Good work! You increased survival rates by at least one through your good deed!


----------



## CPAjeff (Dec 20, 2014)

Good work! Nice battle scar!!


----------



## pollo70 (Aug 15, 2016)

Good job! that's a story for the books


----------



## Wire (Nov 2, 2017)

Hopefully your good deed will be rewarded with a big tom. Barbed wire bites pretty hard.


----------



## 2full (Apr 8, 2010)

Nice job !!
Are you up to date on your Tetnaus shots ??


----------



## Critter (Mar 20, 2010)

Just goes to show that no good deed goes unpunished. 

I agree on the Tetnaus shot, as much as I hate getting them. I am going to the Dr tomorrow to get a booster


----------



## taxidermist (Sep 11, 2007)

Good job Fowlmouth! The last time I tried that, I got beat up with the rear legs.


----------



## Fowlmouth (Oct 4, 2008)

taxidermist said:


> Good job Fowlmouth! The last time I tried that, I got beat up with the rear legs.


I grabbed him by the ankles with one hand and squeezed them together hoping for the best.
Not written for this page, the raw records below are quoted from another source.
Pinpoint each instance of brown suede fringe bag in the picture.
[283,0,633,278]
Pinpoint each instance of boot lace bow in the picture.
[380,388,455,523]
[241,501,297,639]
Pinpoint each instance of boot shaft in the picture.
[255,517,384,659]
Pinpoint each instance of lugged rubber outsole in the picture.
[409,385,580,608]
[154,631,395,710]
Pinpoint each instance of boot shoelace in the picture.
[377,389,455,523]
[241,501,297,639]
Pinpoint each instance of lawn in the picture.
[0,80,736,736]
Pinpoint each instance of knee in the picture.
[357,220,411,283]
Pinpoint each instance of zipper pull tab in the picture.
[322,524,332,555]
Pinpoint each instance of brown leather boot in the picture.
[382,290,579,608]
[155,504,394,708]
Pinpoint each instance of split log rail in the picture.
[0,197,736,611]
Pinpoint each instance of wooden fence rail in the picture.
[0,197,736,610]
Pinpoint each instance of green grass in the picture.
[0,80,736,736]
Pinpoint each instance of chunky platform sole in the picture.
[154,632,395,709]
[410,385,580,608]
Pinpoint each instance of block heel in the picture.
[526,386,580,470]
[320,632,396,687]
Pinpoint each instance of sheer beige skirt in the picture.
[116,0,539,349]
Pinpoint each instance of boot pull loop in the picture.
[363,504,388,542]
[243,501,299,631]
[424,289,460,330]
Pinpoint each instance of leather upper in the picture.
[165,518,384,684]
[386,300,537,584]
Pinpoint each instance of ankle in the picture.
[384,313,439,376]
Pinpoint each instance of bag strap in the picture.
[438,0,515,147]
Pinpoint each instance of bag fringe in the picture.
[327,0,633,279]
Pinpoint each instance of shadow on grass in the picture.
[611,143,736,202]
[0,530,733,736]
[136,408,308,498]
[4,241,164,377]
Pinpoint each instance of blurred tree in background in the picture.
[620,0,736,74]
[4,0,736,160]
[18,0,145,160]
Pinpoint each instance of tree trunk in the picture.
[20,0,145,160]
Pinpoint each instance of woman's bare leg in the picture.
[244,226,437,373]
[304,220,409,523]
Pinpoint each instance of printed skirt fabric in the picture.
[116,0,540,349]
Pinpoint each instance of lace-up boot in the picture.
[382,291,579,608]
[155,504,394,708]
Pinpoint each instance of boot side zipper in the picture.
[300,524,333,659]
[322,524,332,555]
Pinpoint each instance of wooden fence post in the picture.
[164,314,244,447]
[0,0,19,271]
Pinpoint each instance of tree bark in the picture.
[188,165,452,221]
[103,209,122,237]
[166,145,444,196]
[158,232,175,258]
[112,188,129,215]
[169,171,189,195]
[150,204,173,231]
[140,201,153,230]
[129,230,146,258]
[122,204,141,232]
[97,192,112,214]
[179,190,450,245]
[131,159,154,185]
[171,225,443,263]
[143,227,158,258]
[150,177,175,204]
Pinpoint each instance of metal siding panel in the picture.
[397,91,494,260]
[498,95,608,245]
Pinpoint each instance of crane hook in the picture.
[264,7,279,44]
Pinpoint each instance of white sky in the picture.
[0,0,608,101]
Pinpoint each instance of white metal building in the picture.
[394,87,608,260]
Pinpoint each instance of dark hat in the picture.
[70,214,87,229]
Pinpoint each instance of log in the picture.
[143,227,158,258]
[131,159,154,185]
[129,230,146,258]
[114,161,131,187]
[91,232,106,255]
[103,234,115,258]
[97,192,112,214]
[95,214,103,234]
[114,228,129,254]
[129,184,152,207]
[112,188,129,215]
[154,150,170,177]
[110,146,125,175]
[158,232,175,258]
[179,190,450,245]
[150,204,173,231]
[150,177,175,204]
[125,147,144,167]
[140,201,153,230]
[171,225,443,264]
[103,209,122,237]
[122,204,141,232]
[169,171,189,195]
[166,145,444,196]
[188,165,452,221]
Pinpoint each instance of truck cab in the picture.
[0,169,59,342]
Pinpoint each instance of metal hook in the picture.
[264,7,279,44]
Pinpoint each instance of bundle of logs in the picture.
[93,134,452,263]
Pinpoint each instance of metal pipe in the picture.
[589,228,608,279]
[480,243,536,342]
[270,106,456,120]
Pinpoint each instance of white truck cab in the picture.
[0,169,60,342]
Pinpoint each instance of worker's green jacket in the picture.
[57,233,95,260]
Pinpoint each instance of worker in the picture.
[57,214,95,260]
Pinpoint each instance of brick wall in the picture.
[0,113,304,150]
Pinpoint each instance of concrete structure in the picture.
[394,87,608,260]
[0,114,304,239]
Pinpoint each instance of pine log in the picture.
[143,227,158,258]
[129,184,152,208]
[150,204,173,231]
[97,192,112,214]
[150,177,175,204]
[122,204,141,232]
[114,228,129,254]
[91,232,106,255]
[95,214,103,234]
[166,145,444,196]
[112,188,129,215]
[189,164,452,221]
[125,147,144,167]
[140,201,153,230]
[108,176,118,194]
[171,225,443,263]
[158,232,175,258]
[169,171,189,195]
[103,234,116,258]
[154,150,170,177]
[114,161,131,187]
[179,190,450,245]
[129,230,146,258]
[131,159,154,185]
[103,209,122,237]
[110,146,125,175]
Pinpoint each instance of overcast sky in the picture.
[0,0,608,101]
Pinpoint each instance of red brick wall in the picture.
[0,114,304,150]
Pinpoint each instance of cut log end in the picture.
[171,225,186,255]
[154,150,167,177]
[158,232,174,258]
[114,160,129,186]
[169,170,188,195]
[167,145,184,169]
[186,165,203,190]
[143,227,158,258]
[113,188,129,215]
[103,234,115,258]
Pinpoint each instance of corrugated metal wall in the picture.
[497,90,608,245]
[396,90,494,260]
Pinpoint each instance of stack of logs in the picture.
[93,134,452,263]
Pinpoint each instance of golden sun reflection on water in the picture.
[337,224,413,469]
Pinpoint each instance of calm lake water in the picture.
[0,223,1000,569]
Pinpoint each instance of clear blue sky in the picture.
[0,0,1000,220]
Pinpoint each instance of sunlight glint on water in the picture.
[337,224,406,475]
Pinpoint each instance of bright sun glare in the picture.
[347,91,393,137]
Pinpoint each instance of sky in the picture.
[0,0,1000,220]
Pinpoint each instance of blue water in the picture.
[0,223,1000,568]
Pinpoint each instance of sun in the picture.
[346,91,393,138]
I lifted his ass end up through the middle wire. It worked out except the top wire got me.


----------



## Fowlmouth (Oct 4, 2008)

2full said:


> Nice job !!
> Are you up to date on your Tetnaus shots ??


It's been 30 years or so, Probably time.


----------



## taxidermist (Sep 11, 2007)

I know the animals are freaking out when you try to help them, if they only knew what you are trying to do. I've had calves and horses freak out similar to a deer when trying to free them.


----------



## Critter (Mar 20, 2010)

taxidermist said:


> I know the animals are freaking out when you try to help them, if they only knew what you are trying to do. I've had calves and horses freak out similar to a deer when trying to free them.


They just think that you are going to burn some hide and do some cutting

Sent from my SM-A426U using Tapatalk


----------



## wyogoob (Sep 7, 2007)

Way2go!!


----------



## AF CYN (Mar 19, 2009)

Very cool experience for you and your daughter. May the hunting gods smile on you.


----------



## taxidermist (Sep 11, 2007)

Critter said:


> They just think that you are going to burn some hide and do some cutting
> 
> Sent from my SM-A426U using Tapatalk


OOOOOH the smell of singed hair and burning skin....I love that smell in the morning.....NOT!!!! Spring can be a rough time on a cattle farm. Wait....Everyday is rough and seems you never can catch up.


----------



## Yerba2014 (Sep 10, 2014)

Fowlmouth said:


> I drew blood first thing this morning. Me and my daughter were headed.up Turkey hunting when she spotted this little button buck hung up in the fence. We got him out, but the barbed wire got me!
> View attachment 151911
> View attachment 151912


Button Buck? Not a chance - Certified DNR/DWR Trophy Buck - worth another 2,000 tags @ #CTBFEE$75


----------



## MWScott72 (May 23, 2011)

Nice job Fowl! There’s got to be some good Karma coming your way now…


----------